Permissions Required

To ensure seamless interaction among services, appropriate IAM roles and permissions must be set up:

  1. AWS Glue IAM Role: Permissions to read/write to S3, run Glue jobs, access the Glue Data Catalog, Redshift, and log to CloudWatch.
  2. Amazon S3 Bucket Policy: Grants access to AWS Glue and Redshift.
  3. Redshift IAM Role: Permissions to load data from Glue.
  4. VPC Endpoints: S3, Glue, and monitoring endpoints must be added to the VPC associated with the Glue job.
  5. Redshift Security Group: Modify inbound rules to allow access from the VPC where the Glue job is running.

Ensure all interacting services have the necessary IAM policies attached.

ETL Pipeline Workflow

AWS Glue ETL Process

  1. Start AWS Glue Crawler: Scans input data in quality-movie-bucket/input_data/ and updates the Glue Data Catalog.
  2. Check Crawler Status: Step Function monitors if the crawler is running and waits 15 seconds before rechecking.
  3. Run AWS Glue ETL Job: After the crawler completes, the Glue ETL job is triggered to process the data.
  4. Apply Data Quality Checks: Filters movies based on IMDb ratings (e.g., between 8.5 and 10.3); non-conforming movies are labeled as "bad records."
  5. Save Bad Records: Failing records are stored in quality-movie-bucket/bad-records/.
  6. Store Rule Outcomes: Data quality rule results are saved in quality-movie-bucket/rule_outcome_from_etl/.
  7. Transform Data Schema and Load to Redshift: The job alters the schema and loads the filtered data into the redshiftdev_movies_imdb_movies_rating table in Amazon Redshift.
  8. Send Notification: On successful job completion, an SNS notification is sent; otherwise, a failure notification is triggered.

Glue-Visual-ETL-Diagram

AWS Step Function Workflow

  1. Start the Crawler: Initiates the scanning process.
  2. Check Crawler Status: Monitors the crawler's status.
  3. Wait Until Crawler Completes: Waits for the crawler to finish, checking every 15 seconds.
  4. Run Glue Job: Triggers the Glue ETL job post-crawler completion.
  5. Check Glue Job Status: Ensures the Glue job has completed successfully.
  6. Send Success Notification: Sends a notification on job success.
  7. Send Failure Notification: Sends a notification on job failure.

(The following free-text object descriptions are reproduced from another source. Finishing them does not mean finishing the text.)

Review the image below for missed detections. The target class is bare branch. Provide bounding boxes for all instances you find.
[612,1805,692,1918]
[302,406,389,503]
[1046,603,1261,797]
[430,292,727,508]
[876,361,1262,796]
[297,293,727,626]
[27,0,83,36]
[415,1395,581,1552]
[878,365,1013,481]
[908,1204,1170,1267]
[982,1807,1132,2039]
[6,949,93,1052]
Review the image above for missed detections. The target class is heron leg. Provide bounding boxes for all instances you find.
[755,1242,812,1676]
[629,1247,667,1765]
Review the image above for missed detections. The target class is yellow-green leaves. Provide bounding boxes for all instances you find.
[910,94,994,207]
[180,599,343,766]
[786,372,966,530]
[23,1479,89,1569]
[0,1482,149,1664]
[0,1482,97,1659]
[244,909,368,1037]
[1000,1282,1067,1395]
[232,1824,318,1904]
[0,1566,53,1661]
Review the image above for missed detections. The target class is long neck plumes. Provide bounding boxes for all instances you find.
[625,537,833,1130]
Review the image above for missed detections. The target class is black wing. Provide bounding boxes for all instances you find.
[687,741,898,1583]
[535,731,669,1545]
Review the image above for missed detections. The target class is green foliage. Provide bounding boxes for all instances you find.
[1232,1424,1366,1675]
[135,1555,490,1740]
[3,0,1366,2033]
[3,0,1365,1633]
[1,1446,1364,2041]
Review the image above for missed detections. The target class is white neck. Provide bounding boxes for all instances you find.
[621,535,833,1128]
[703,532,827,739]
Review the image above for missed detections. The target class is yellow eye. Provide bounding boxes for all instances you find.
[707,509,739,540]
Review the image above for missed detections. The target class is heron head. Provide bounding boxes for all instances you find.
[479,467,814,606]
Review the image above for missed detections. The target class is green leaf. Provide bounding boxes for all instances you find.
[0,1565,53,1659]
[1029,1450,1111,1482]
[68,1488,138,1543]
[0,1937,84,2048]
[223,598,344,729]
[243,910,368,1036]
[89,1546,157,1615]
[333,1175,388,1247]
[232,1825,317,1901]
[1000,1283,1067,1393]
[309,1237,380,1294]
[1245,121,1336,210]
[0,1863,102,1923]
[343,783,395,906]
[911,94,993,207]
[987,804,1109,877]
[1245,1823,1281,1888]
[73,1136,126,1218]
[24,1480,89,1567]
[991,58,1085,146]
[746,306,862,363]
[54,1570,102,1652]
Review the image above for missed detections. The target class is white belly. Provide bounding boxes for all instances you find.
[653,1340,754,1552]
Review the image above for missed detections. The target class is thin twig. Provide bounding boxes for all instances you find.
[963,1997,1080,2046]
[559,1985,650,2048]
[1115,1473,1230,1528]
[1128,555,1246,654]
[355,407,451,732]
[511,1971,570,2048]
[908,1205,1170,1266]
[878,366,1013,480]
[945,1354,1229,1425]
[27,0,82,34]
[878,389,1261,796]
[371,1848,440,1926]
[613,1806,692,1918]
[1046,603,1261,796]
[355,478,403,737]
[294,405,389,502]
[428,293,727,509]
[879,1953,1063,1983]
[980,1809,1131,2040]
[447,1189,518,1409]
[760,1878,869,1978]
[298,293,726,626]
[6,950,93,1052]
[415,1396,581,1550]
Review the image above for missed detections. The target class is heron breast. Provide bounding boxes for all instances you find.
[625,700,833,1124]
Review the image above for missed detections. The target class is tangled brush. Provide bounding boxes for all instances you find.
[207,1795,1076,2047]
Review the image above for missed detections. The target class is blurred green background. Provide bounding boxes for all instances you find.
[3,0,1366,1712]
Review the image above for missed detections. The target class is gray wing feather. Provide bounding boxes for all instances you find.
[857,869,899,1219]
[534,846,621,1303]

Step-Function-Workflow-Diagram

Conclusion

The Quality Movie Data Pipeline efficiently automates the ETL process for movie data using AWS services. It is built to ensure high data quality, scalability, and cost-effectiveness, providing a strong foundation for data-driven decision-making.

Improvement Opportunities

  1. Advanced Data Validation: Introduce anomaly detection and outlier handling.
  2. Enhanced Monitoring: Use AWS CloudWatch Alarms or third-party tools for better visibility.
  3. Performance Optimization: Tune Glue jobs by optimizing Spark configurations and file formats.
  4. Data Lake Integration: Implement AWS Lake Formation for data governance and security.
  5. Expanded Analytics: Integrate visualization tools like Amazon QuickSight or Power BI.
  6. Cost Management: Optimize costs by monitoring AWS usage and considering alternatives.

Future Work

Future developments could include an interactive interface for managing ETL workflows, incorporating CI/CD pipelines for automated deployments, and expanding capabilities to handle more complex data processing requirements.